Mori vê um tanto de preciosismo nessa discussão. O BC pode baixar os juros com mais força dizendo que há espaço devido ao quadro inflacionário, mas a inflação está comportada em grande parte devido à valorização do câmbio, nota ele. Mori diz ainda que, se o BC não se preocupasse com o nível do dólar, não faria intervenções tão intensas no mercado.

Tanto Málaga quanto Mori acreditam que o BC cortará os juros em 0,5 ponto na reunião do Copom desta semana, aumentando o ritmo em relação aos encontros anteriores, e vêem espaço para uma aceleração para 0,75 ponto nas reuniões seguintes.

O economista-chefe do HSBC, Alexandre Bassoli, não vê com bons olhos cortes mais fortes dos juros para afetar o nível do dólar.
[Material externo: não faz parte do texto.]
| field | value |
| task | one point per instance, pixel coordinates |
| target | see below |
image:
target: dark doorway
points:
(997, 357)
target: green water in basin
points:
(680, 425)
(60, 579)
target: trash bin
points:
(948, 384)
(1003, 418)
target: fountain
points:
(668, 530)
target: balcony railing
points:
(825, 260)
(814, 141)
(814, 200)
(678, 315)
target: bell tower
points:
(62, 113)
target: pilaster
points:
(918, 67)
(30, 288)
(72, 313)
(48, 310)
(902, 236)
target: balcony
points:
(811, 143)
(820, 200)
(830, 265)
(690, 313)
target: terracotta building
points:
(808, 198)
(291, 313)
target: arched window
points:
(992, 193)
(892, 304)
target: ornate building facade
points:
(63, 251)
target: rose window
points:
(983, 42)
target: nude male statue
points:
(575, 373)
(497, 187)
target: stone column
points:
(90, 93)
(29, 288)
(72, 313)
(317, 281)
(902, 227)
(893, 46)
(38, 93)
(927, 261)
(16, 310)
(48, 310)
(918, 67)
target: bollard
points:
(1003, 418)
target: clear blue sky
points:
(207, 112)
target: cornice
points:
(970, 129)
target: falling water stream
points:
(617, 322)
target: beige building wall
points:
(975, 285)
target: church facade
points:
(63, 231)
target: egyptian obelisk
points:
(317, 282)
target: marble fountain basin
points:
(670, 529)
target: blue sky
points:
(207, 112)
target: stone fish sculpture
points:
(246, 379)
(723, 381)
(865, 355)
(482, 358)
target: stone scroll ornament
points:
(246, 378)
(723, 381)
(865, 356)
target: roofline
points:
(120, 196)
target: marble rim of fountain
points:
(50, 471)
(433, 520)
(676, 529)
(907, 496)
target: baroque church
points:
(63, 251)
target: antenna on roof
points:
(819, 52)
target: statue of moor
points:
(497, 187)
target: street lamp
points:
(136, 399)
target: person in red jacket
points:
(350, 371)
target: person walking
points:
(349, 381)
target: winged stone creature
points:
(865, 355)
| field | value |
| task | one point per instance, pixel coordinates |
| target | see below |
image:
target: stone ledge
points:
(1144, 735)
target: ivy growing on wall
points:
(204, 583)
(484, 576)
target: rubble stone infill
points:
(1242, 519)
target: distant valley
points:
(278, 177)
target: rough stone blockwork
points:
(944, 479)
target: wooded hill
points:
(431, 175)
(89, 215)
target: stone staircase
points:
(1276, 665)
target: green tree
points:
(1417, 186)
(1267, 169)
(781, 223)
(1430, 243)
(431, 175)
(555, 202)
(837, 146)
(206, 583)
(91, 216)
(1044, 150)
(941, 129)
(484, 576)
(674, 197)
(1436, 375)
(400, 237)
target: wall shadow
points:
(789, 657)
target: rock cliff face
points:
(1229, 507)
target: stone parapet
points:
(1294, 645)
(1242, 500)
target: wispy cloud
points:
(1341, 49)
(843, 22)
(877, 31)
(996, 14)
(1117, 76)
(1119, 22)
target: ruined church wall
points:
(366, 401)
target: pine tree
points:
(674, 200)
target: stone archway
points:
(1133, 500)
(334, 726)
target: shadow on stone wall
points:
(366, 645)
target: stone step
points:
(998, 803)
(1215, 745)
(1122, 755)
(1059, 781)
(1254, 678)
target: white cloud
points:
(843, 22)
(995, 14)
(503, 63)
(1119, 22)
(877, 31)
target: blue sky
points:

Para ele, o nível dos juros têm sim um impacto sobre o câmbio, mas a questão é que, se o BC quiser provocar uma desvalorização significativa do real, seria necessária uma redução muito forte da Selic que, tudo indica, seria incompatível com o cumprimento da meta de inflação.

O ponto, segundo Bassoli, é que não é possível atingir dois objetivos diferentes - a meta de inflação e o nível da taxa de câmbio - usando um só instrumento - a taxa de juros. Como o país adota o regime de metas de inflação, a política monetária deve ter como objetivo o cumprimento da meta de inflação. O relevante a perguntar, hoje, é qual o impacto do dólar barato sobre os índices de preço, diz ele.

Para Bassoli, se o objetivo é ter uma taxa de câmbio mais desvalorizada, o mais adequado seria ter uma política fiscal restritiva, focada em redução dos gastos públicos, diminuindo a demanda do governo. Isso abriria ainda mais espaço para cortes dos juros com menor risco inflacionário, contribuindo para um dólar mais forte.